The earliest known reference to poker in American literature occurs in the memoirs (1829) of Joe Cowell, a touring English actor. From his description it is clear that the original American game was played with a pack of cards that included five cards for each player; all the cards were dealt, and the players bet on who had the best five-card combination. So played, poker is virtually indistinguishable from an older Persian game called as nas, a four-hand game played with a 20-card pack, five cards dealt to each player. This coincidence led some students of games to call poker a derivative of as nas, but this theory has been discredited.
By 1834, the date of the second known reference to poker, the game had been adapted to the modern 52-card deck. No description of poker is given in any book of the rules of games before 1858, but, in such books published in the 1860s, it is not characterized as a new game. The history of the game since then consists entirely of new features introduced to encourage freer betting: the straight, introduced as an additional valuable hand; the draw, so that players might stay in even when not originally dealt good hands; stud poker, to increase the number of opportunities for betting; and the jackpots, originally applying only to a pot to which each player antes, creating an unusually large pot at the start. Most of the innovations came in the decade 1861–70 and probably were engendered in the great amount of poker played by soldiers on both sides in the Civil War. Poker was a favourite in saloons throughout the American “Wild West” during the 1870s and ’80s, and, contrary to Hollywood movies, the games rarely led to shoot-outs over accusations of cheating.

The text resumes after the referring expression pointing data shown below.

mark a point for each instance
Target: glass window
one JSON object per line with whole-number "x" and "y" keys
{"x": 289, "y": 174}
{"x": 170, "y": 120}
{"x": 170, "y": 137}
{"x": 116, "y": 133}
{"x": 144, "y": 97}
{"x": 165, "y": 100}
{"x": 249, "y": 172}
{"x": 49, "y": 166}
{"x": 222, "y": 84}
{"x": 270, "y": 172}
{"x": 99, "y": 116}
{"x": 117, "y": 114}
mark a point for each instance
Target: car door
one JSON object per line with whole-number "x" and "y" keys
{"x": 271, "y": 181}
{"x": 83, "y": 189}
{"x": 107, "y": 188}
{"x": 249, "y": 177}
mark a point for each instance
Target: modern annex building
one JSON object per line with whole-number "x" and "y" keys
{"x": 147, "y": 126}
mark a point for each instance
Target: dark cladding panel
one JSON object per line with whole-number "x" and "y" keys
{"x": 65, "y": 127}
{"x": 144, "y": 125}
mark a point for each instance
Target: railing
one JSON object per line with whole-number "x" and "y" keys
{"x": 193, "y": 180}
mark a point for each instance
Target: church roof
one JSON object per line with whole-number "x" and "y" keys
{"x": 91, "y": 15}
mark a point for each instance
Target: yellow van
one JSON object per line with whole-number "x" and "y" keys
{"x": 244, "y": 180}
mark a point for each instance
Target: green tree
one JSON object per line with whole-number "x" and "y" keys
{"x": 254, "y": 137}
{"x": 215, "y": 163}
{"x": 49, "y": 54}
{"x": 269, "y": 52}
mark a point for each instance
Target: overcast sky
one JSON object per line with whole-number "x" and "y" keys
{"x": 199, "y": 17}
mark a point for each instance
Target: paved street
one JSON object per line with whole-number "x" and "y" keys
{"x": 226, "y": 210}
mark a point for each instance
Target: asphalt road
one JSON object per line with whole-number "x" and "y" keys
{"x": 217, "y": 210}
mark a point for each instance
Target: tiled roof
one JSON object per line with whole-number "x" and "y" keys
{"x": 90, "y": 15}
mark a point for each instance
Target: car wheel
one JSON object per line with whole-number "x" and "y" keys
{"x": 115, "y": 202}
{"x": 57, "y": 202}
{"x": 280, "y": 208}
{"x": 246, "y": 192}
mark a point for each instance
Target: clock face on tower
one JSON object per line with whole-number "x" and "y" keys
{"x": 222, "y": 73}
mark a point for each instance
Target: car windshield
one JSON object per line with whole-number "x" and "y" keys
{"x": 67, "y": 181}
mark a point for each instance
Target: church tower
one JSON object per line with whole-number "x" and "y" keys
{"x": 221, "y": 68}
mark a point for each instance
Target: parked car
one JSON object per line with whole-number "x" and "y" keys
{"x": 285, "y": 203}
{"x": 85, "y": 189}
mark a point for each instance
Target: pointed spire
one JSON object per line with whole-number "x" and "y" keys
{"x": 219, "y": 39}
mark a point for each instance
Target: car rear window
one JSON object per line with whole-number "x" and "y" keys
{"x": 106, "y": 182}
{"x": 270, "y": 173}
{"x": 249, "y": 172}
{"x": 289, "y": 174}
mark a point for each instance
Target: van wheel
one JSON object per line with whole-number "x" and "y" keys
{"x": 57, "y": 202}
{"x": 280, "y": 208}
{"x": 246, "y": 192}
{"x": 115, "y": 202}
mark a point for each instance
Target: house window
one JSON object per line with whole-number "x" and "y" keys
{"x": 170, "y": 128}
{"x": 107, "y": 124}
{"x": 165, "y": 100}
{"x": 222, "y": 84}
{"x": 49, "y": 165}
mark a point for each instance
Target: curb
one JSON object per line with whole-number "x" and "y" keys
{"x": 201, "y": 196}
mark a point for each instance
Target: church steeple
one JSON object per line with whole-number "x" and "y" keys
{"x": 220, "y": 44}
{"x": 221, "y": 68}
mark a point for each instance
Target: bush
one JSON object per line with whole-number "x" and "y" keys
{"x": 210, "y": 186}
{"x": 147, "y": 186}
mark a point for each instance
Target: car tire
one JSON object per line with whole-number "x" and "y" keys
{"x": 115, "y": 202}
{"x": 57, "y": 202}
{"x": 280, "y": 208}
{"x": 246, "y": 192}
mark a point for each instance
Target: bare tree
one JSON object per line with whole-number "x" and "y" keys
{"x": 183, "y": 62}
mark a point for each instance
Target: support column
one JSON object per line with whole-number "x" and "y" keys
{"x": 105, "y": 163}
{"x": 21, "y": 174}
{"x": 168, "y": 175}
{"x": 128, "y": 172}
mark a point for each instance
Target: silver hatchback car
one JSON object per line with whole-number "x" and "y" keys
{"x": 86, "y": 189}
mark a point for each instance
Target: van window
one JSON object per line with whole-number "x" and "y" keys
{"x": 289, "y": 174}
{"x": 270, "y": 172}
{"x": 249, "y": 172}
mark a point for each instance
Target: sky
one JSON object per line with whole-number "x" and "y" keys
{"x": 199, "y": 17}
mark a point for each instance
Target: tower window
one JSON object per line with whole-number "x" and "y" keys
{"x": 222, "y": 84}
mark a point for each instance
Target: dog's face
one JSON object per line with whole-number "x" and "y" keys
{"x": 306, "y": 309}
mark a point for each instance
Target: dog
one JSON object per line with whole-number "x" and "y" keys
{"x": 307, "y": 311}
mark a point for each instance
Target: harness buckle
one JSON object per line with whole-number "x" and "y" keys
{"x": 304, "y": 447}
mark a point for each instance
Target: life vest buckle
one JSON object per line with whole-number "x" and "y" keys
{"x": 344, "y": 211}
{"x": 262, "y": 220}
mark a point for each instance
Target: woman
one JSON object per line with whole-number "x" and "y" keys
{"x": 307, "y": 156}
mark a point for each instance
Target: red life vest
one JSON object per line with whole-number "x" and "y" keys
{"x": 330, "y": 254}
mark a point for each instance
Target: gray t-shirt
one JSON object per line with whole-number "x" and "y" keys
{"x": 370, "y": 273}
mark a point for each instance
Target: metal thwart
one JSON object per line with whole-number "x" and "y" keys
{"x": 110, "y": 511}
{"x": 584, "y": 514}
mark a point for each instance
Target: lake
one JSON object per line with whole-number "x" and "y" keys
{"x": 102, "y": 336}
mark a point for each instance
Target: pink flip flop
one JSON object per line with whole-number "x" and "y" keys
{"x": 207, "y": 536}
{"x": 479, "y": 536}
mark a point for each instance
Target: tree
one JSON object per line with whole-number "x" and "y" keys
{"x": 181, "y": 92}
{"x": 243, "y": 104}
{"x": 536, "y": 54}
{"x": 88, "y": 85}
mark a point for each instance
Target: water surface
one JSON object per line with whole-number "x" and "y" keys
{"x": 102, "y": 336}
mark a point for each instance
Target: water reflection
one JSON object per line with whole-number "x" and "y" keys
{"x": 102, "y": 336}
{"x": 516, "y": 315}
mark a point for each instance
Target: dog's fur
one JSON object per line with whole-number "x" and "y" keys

The spread of poker to other countries probably began in 1871, when Colonel Jacob Schenck, the U.S. minister to Great Britain, explained the game to a group of gentlemen that included members of the British court. Queen Victoria heard about the game and expressed interest, whereupon Schenck wrote and had privately printed (1872) a set of rules to send to her. This is the earliest known work devoted exclusively to poker, although the game had previously been treated in compendiums. Poker was already sufficiently identified with the United States so that Schenck described it as “our national game.” However, this may have been only because all other card games played in the United States were undeniably of European origin. Although poker had a brief vogue in British court circles in the 1870s, its widespread acceptance in Great Britain and on the Continent came chiefly in the decade 1911–20 and was undoubtedly much influenced by the American Expeditionary Force in World War I.
For nearly 100 years in the United States, poker was considered a gambling game of men—unsuited to polite or mixed gatherings—but after the 1920s its popularity extended to both sexes and all levels of society. Surveys conducted in the middle of the 20th century showed poker to be the favourite card game of American men and the third most-favoured (after rummy and bridge) of American women, and in Great Britain it ranked next after contract bridge with both sexes.